How can my attorney be sure they’re acting in my best interests?
When making any decision, your attorney must:
- Do everything possible to encourage you to participate
- Consider your past and present feelings, especially any expression of your wishes you made, such as an advance statement
- Consider any of your beliefs and values that could influence the decision
- Talk to other people, such as your family, carers or friends, who know about your feelings, beliefs and values
- Always remember your right to privacy and that it might not be appropriate to share information about you with everyone
- Know about any exceptions, such as if you have made an advance decision to refuse medical treatment.

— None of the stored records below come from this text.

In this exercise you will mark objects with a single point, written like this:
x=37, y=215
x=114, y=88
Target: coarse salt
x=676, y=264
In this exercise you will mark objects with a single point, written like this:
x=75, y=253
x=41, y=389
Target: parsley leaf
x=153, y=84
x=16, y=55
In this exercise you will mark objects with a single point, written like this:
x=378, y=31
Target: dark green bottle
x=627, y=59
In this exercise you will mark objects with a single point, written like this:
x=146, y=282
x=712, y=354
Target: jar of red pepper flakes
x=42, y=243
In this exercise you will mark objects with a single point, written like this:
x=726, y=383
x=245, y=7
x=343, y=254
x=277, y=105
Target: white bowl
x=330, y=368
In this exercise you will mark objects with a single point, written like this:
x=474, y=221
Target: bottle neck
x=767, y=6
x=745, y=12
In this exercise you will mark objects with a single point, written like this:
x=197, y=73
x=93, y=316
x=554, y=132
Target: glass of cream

What can I do if my attorney is not acting in my best interests?
If you think your attorney or deputy is not making decisions in your best interests, there are a number of ways you can make a complaint.
- If your complaint is a healthcare issue, your local NHS Complaints Advocacy service can support you when making a formal complaint. You can find out more from your local Healthwatch.
- If your complaint is about social care, you could contact the local social services adult protection team to discuss your concerns.
- If you think you’re in immediate danger, contact your local police force.
You can also raise your concerns anonymously with the Office of the Public Guardian. The OPG is responsible for monitoring attorneys and deputies and can investigate allegations of mistreatment or fraud. It can report concerns to another agency, such as the police or social services, if appropriate.